Achievements and titles
- Olympic finals: 2012
- Personal best(s): Marathon;: 2:30.04 1500m: 4:11.35

= Augusto Ramos Soares =

East Timorese long-distance runner

Augusto Ramos Soares (born 22 August 1986 in Baucau, Timor Timur, Indonesia) is an East Timorese long-distance runner. He represented his country in the marathon event at the 2012 Summer Olympics in London, finishing in 84th place. He was also East Timor's flag-bearer at the 2012 Games.

He was inspired to run by a visit to his school by Aguida Amaral, East Timor's first Olympic athlete. His pre-Olympic personal best was 2:30:04. He qualified for the 2008 Summer Olympics but did not participate.

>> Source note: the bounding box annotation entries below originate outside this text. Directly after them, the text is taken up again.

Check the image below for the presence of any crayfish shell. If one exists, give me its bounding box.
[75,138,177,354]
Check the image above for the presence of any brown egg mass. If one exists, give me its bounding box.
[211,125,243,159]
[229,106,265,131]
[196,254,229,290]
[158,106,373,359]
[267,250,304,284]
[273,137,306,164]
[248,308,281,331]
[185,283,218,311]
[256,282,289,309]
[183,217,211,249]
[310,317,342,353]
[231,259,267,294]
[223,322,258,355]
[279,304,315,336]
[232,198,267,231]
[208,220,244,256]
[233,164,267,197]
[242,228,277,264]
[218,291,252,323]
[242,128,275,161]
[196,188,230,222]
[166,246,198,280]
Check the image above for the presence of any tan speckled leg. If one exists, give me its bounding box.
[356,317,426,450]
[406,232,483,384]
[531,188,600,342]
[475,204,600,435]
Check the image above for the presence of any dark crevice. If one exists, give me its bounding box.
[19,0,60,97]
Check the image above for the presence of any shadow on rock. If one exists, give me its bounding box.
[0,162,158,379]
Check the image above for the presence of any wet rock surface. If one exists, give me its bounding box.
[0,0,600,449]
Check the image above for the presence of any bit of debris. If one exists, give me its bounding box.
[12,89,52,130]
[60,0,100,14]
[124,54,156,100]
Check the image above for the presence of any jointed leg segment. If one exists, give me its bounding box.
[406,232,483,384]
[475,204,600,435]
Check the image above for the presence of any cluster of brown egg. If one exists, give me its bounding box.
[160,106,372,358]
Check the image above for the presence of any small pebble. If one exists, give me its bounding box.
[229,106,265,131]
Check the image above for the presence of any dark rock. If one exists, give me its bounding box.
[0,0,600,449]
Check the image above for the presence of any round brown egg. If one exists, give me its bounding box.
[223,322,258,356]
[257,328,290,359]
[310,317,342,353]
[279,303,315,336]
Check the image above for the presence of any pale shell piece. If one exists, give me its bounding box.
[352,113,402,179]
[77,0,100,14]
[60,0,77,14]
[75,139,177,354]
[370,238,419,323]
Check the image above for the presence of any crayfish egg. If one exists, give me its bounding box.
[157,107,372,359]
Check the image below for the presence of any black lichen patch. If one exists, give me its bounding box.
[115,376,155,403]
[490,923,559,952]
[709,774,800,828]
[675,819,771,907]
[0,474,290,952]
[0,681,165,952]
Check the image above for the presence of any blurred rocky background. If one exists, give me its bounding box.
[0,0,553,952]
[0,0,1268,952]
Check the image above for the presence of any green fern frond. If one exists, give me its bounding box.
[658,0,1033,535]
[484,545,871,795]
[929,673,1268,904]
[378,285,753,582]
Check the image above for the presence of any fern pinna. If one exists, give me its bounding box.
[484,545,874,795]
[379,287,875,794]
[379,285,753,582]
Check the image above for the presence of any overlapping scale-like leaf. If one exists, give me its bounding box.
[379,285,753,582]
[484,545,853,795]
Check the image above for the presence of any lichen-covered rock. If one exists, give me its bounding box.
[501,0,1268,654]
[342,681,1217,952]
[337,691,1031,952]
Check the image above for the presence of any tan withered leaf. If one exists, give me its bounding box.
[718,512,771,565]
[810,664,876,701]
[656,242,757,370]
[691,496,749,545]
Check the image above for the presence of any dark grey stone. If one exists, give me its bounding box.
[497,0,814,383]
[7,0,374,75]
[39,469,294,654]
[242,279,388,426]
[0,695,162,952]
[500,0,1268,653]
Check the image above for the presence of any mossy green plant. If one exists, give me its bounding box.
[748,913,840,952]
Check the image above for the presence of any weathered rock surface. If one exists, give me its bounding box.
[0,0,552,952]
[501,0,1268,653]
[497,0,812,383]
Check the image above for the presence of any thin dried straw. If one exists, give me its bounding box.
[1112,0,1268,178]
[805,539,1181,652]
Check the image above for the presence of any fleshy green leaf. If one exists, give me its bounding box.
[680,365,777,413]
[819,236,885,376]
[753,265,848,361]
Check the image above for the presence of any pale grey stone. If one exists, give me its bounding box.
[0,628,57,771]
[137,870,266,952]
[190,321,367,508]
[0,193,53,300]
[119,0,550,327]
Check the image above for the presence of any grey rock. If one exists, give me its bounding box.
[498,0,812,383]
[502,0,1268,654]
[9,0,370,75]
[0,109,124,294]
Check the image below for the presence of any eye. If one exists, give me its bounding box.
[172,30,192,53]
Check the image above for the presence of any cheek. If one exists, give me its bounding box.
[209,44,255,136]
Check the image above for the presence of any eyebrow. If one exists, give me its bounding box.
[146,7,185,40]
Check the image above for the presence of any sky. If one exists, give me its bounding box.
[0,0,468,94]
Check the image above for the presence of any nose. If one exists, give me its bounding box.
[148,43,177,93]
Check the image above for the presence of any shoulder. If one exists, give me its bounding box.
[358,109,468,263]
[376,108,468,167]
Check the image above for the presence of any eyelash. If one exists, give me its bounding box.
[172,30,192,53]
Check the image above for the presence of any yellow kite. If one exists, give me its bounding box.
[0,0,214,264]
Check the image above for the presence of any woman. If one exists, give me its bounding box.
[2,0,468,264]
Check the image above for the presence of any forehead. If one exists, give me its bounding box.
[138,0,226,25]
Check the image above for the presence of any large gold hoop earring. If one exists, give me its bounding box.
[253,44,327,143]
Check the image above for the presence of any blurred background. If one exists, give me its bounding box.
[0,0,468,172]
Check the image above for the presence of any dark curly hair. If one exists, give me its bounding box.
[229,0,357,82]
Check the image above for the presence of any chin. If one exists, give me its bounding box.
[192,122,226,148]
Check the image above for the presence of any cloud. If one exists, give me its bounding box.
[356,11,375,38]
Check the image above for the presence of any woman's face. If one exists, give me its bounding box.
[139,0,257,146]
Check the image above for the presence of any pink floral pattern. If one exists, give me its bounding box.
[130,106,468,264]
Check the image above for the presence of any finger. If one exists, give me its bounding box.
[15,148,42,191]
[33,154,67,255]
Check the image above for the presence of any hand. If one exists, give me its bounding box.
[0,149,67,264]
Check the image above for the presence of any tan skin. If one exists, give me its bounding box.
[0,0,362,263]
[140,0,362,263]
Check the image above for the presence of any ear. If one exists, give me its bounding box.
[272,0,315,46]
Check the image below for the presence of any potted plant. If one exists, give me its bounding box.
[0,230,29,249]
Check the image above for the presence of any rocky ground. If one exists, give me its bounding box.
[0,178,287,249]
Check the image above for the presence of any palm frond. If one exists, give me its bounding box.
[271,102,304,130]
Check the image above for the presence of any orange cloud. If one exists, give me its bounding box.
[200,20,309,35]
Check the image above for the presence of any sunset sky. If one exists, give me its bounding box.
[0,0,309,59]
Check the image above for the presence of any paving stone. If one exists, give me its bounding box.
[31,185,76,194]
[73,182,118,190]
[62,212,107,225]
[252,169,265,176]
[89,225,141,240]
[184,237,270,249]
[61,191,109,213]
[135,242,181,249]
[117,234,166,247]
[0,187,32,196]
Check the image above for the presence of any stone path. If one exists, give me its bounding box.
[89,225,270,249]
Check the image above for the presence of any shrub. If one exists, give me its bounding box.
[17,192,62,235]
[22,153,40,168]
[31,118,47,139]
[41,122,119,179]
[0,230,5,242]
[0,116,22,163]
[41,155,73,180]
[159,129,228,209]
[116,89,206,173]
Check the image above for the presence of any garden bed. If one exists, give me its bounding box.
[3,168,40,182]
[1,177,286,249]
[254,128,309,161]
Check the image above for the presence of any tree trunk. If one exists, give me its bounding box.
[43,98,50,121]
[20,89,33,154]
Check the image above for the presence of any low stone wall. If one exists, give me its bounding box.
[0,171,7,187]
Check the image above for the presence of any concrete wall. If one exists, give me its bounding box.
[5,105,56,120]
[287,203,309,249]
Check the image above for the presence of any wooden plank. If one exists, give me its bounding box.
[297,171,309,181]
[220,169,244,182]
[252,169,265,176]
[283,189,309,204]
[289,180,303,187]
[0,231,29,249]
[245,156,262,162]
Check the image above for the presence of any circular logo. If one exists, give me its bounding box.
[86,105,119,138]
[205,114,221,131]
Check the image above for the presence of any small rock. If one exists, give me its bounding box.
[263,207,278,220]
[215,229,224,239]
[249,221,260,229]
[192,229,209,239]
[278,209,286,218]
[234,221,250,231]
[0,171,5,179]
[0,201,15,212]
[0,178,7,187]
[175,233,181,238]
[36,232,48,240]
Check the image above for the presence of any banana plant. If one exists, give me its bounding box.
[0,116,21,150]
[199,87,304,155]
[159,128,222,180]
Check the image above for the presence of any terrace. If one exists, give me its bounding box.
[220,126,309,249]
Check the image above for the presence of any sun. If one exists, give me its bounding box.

He came second at the Dili Marathon in 2010 and 2011.

He competed for East Timor at the 2016 Summer Olympics in the men's 1500 metres event. He finished 12th in his heat and did not qualify for the semifinals. However, he did run a personal best with a time of 4:11.35. He was the flag bearer for East Timor during the closing ceremony.